Edwin Ikechukwu, on his part, has set up a platform that is linking up inventors across Africa, with the aim of encouraging more inventors to sprout in the continent and provide solutions to the many challenges facing Africa and by extension, the world.
He said, for instance, that they currently have “a DC cooker which will help households to cook without gas or kerosene but will be solar-powered; we have gadgets just like an inverter that powers households; we have a lot of things on ground. We are working on. Just trying our best,” he stressed.
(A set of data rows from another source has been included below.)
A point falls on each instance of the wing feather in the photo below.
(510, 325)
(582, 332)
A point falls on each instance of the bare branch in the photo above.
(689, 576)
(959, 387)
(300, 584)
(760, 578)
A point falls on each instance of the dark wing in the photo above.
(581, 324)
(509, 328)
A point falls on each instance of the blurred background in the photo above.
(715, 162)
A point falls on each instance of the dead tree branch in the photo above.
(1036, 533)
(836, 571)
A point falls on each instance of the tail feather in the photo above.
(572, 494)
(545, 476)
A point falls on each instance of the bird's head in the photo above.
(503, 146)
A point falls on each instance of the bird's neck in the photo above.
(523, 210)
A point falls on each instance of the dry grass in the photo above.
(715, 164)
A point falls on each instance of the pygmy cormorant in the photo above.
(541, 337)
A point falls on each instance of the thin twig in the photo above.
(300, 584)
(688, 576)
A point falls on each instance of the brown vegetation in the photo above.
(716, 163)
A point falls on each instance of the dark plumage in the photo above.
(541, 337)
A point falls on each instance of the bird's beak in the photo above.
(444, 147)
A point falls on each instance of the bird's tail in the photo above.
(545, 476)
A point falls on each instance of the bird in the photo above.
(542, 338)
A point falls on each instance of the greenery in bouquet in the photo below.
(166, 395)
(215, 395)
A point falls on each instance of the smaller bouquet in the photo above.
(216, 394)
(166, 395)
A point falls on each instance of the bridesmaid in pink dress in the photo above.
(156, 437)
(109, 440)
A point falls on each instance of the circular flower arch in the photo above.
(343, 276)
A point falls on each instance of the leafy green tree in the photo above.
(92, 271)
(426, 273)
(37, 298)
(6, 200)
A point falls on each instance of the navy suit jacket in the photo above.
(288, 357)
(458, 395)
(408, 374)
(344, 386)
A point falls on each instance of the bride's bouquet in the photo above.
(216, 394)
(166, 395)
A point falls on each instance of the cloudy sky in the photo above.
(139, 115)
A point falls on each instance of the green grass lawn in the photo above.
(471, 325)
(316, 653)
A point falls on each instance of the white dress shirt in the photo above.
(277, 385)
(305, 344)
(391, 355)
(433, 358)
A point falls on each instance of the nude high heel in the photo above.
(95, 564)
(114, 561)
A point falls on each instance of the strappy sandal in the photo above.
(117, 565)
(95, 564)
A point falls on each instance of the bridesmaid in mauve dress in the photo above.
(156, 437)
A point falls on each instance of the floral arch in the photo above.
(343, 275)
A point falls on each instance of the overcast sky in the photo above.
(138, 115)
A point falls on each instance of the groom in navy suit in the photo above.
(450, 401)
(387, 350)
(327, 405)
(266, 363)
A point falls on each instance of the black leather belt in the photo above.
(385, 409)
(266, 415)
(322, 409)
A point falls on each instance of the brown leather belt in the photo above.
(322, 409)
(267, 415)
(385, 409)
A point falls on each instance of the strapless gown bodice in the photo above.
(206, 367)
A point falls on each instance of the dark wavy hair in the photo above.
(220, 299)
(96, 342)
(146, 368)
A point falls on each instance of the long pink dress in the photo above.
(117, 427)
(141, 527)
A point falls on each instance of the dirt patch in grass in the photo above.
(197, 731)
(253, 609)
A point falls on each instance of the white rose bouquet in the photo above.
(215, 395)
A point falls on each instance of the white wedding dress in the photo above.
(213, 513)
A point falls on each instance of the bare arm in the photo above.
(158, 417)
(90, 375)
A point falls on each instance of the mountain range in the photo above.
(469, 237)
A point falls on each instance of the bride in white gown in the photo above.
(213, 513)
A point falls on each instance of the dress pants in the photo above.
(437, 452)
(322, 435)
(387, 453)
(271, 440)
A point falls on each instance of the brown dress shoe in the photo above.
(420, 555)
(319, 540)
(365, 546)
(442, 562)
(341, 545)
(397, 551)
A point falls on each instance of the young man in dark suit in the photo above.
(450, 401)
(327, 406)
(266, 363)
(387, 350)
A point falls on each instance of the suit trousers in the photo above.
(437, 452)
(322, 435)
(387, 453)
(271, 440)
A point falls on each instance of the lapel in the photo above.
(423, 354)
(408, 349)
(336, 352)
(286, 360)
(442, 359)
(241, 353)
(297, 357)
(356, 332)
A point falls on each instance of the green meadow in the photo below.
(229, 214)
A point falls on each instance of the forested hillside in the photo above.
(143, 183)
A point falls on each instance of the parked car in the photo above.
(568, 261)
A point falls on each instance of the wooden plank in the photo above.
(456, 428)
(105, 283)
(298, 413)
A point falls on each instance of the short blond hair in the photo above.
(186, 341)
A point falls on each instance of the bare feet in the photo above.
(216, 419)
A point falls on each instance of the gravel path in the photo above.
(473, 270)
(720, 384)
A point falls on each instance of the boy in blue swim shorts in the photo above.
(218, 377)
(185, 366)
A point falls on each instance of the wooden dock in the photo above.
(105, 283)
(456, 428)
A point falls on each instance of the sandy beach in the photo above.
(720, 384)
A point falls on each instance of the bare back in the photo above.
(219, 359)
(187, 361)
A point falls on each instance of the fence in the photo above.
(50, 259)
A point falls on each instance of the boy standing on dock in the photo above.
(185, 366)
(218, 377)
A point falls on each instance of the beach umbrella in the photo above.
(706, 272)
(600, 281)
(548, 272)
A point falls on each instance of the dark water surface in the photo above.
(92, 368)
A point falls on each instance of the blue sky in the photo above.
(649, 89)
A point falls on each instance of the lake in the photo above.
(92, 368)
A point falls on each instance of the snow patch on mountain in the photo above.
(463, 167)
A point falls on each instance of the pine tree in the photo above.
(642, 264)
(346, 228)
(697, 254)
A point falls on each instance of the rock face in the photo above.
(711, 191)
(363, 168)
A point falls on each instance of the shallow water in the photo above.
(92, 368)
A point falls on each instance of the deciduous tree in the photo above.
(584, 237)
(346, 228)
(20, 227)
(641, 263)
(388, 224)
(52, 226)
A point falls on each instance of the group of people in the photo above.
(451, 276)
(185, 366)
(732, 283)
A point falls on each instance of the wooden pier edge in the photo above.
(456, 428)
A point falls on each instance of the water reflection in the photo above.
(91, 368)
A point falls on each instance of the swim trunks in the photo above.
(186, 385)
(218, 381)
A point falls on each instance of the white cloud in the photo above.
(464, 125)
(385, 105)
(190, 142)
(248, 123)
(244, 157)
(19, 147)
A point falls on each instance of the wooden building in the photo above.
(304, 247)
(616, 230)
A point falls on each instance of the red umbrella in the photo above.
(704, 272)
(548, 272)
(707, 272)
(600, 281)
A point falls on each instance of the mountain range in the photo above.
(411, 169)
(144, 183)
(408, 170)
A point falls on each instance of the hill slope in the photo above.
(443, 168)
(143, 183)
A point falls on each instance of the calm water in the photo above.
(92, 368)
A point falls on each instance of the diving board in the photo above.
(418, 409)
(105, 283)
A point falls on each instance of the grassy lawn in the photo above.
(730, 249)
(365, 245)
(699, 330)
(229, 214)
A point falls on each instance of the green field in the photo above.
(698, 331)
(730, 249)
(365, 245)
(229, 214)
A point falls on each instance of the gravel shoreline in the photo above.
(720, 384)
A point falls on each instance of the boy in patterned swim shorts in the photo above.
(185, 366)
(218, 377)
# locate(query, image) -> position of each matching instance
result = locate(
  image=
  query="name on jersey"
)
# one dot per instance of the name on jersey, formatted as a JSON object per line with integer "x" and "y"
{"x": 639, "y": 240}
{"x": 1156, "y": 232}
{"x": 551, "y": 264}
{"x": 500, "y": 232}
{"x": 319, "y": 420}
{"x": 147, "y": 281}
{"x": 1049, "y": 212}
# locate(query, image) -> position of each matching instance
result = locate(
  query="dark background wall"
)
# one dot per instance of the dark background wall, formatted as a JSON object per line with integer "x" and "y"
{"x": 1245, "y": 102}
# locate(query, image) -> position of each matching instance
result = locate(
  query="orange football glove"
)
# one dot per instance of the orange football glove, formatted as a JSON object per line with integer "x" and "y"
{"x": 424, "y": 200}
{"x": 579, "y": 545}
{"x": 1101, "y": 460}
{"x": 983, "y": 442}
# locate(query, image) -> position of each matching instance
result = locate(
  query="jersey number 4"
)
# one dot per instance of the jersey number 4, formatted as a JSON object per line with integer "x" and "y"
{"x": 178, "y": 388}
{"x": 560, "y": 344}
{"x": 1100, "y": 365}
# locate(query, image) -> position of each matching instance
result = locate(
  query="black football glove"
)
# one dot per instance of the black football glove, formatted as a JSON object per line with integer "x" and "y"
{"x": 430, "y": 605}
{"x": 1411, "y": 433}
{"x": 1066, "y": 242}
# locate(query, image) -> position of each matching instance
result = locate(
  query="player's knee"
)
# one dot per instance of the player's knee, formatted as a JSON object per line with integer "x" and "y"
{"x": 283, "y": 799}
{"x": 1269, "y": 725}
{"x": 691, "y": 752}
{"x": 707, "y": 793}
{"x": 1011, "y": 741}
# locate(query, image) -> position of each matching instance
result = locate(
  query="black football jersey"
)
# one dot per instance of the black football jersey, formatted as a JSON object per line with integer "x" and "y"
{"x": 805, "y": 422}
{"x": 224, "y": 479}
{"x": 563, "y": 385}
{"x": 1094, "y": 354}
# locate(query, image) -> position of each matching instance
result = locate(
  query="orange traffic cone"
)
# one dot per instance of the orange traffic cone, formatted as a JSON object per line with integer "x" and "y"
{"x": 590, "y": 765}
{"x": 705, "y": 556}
The many diaspora leaders, who logged into the zoom platform that was well coordinated by Dr. Aluya, who was recently appointed Chief Medical Officer of a leading health chain in New Jersey, were all highly impressed by the strides of the young innovators and assured that they would do all in their power to advance the inventions through collaboration, investment in and publicizing of the milestones.
Ideas on how they could secure their patents at a global level, including with the United Nations (UN) were also shared with the young pathfinders who, clearly, were also motivated by the interest showed in their activities by their compatriots, most of who are leading professionals in their own rights, including medical and technology experts.
The Consul General of Nigeria in New York, Ambassador Peter Lot Egopija was also part of the audience.